Insomma, prima di infrangere un tabù al Sud che lega il calcio a un certo machismo, Sorrentino ha dovuto cambiare le cose nei social network gay. A spingerlo, l’amore per lo sport che ha praticato sin da bambino, giocando al calcio a livello agonistico fino a 15-16 anni, per poi cambiare e lavorare come fantino per cinque anni, prima di entrare nel mondo del teatro. «Abbiamo creato la prima squadra del meridione e speriamo di essere di esempio per le altre città del Sud, da Bari a Palermo, da Catania a Catanzaro», spiega il capitano dei Pochos che non sono però aperti solo ai gay.
«Nelle altre squadre – aggiunge – ci sono anche ragazzi etero che giocano, non stiamo creando un ghetto, anzi». Semplicemente veicolano il messaggio che il calcio non ha niente a che vedere con i gusti sessuali. Ma il concetto, semplice in apparenza, non è facile da far capire, «soprattutto ai ragazzi», spiega Claudio Finelli, delegato culturale dell’Arci gay di Napoli, che sta organizzando il lancio della squadra. «Anche io giocavo a pallone – racconta – ma verso i 17 anni ho capito di avere troppi problemi a relazionarmi con il machismo dello spogliatoio, con la violenza verbale di alcune parole che a un ragazzino fanno male».

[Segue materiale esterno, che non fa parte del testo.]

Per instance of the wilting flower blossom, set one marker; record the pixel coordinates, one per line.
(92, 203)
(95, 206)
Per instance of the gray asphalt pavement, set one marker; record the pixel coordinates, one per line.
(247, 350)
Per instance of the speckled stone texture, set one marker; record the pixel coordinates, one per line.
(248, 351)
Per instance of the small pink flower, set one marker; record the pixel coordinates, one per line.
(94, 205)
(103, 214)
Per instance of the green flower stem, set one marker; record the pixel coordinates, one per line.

Qualcosa, però, lentamente sta cambiando: «Lo dimostrano le aperture del ct Prandelli e di Marchisio – dice Finelli – ma c’è ancora molto da fare per cambiare una certa mentalità espressa ad esempio da Cassano in quella famosa conferenza stampa».
E il cambiamento arriva anche con esempi positivi: «Dobbiamo testimoniare la possibilità che le cose cambino anche nello sport e questi tornei servono proprio a questo», spiega Finelli che elogia i Pochos. Loro, intanto, si preparano a difendere il nome di Napoli nel torneo toscano, sperando di avere un tifoso d’eccezione, come spiega Sorrentino: «Lavezzi? Ci piacerebbe molto che ci mandasse un saluto per sostenerci».